Episode 5: "Only Child"
Any emotional capital Hannah earned at the end of last week's episode was pretty much obliterated this week. In perhaps our favorite cameo so far, Jennifer Westfeldt plays the grieving wife of Hannah's presumed-gay (and definitely deceased) editor, David. His widow accidentally reveals to Hannah that her book probably won't come out. "My book is dead?" she exclaims -- yes, at a funeral. Meanwhile, Ray's invective-turned-seduction leads to an awkward, tabletop hook-up with Marnie. Another publisher offers to print Hannah's memoir in a hilarious exchange between a high-powered female publisher and her hapless assistant. But what would our favorite millennial Bildungsroman be without a few legal roadblocks? Misdirecting her anger over a potential three-year delay in her literary aspirations, Hannah ends up kicking Adam's sister out of their apartment.

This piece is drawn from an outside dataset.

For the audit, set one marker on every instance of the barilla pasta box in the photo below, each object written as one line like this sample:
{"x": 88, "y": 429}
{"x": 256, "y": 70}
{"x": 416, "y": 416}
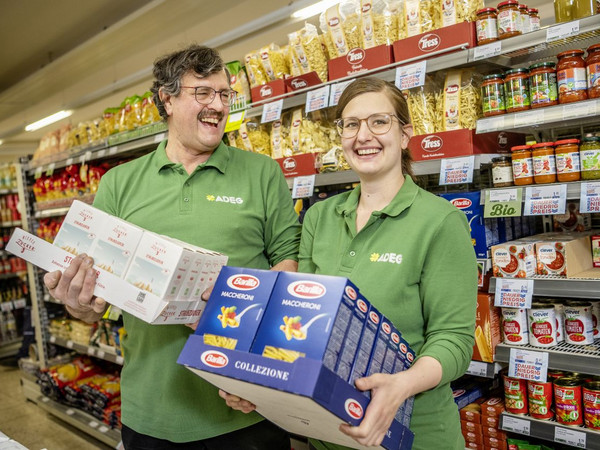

1. A newly-widowed Jennifer Westfeldt on her late husband's reputation: "A lot of people think he was gay. And you know, he was sometimes."
2. Hannah's philosophy on conflict resolution: "I have watched enough 'Dr. Phil' and 'Intervention' to know you can work anything out, if you just talk about it."
3. Shosh schooling Jessa on adulthood: "If you're serious about improving yourself. You need to do more than just smoke Dorff-cigarettes. You need to grocery shop and condition your hair, even though it does so well with natural oils."
4. Hannah on her personal brand: "Well I'm from the Midwest, so I will always be 15 to 45 pounds overweight depending on how far I live from the coast. [The] further I am from the coast, the fatter I am."
5. Ray on Marnie's millennial ambivalence: "You come across like you're better than everyone, and you want no part of their lives, and then when you're excluded from things you're outrageously offended and hold a grudge."